Between 11 and 20 percent of the service members who participated in Operations Enduring Freedom and Iraqi Freedom suffer from post-traumatic stress disorder, according to the National Center for PTSD. These troubled service members cope with the disorder in a variety of ways. Some immerse themselves in the creative process or take their minds off painful memories by engaging in vigorous exercise. Others turn to four-legged companions for comfort.
In the months and years since service members started returning from conflicts in the Middle East, pet therapy organizations have sprung up across the country, helping combat veterans connect with service animals that offer support during the occasionally turbulent moments that can arise in life after service.
K9s For Warriors is one of these groups, Parade reported. Shari Duval founded the Ponte Vedra, Florida-based organization in March 2011 after learning that her son, a contract bomb dog handler for the Department of Defense, suffered from PTSD – the result of two tours in Iraq.
In the years since, K9s For Warriors has provided approximately 263 service dogs to veterans in need, including former Air Force officer LaWanna Viers. She, like many of her fellow service members, returned home from Iraq with PTSD. After months of anxiety and insomnia, Viers reached out to K9s For Warriors and was presented with a female bulldog-boxer mix named Corey. The effect was immediate.

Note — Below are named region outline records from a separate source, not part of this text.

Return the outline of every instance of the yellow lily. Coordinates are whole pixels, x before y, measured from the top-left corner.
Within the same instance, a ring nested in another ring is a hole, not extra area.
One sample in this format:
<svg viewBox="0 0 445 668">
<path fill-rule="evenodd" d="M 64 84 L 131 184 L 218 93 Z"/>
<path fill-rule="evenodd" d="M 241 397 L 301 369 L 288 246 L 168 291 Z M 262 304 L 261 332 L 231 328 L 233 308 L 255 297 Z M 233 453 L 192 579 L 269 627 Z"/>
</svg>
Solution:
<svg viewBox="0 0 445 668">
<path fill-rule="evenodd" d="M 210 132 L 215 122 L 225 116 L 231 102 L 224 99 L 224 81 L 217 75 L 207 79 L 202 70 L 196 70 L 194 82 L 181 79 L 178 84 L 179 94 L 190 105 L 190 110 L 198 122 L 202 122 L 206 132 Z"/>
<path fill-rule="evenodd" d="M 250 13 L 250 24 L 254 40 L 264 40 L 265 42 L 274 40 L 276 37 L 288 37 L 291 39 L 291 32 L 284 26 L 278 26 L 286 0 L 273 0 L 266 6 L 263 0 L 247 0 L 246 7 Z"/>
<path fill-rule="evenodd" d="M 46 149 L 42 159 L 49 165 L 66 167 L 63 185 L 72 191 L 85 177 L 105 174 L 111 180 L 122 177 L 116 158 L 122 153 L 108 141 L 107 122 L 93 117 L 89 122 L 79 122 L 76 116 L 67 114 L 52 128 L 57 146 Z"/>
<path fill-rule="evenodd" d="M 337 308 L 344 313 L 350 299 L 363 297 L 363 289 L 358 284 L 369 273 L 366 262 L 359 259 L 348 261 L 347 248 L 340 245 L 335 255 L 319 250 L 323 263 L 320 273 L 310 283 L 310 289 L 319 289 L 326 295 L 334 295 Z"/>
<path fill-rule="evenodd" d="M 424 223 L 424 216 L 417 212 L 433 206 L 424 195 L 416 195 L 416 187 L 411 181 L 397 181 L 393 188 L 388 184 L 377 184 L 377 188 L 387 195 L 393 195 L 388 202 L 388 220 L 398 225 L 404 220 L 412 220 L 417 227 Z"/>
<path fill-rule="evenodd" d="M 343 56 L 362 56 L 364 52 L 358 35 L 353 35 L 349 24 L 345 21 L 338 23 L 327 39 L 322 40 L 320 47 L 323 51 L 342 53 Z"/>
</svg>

"The day that I got [Corey], I felt this sense of calm come over me," Viers recalled in an interview with Parade. "When I saw her eyes, I knew everything was going to be OK."
Now, the 25-year Air Force veteran can enjoy carefree moments with her husband and children and navigate large crowds and tense situations, knowing Corey is prepared to act should she show signs of anxiety.
"She can tell when I am anxious or having a panic attack. She'll pull me to a quiet place and then block me from people," Viers explained.
Of course, canines like Corey aren't naturally equipped to shepherd their owners away from despair. These animals undergo extensive training and learn to pinpoint the emotional and physical cues that signal anxiety in humans. The trainers at K9s For Warriors work with veterans and their service animals for months to help cultivate deep bonds between them.
The organization hosts five participants at time, leading them and their assigned dogs through 120 hours of tailored training. Approximately 90 percent of the veterans who graduate the program return regularly to recertify their animals and brush up on new handling techniques.
At K9s For Warriors, most of the assigned canines are rescues. In fact, the group has saved more than 300 dogs since its launch in 2011.
Despite the obvious benefits of service dogs, most therapists believe they do little to treat individuals with PTSD, The New York Times reported. Most advise sufferers to continue therapy even after obtaining these animals.
Still, the Veterans Administration recommends them, especially for former service members who may need physical assistance. And, as long as veterans like Viers continue to see results, it will likely continue to do so.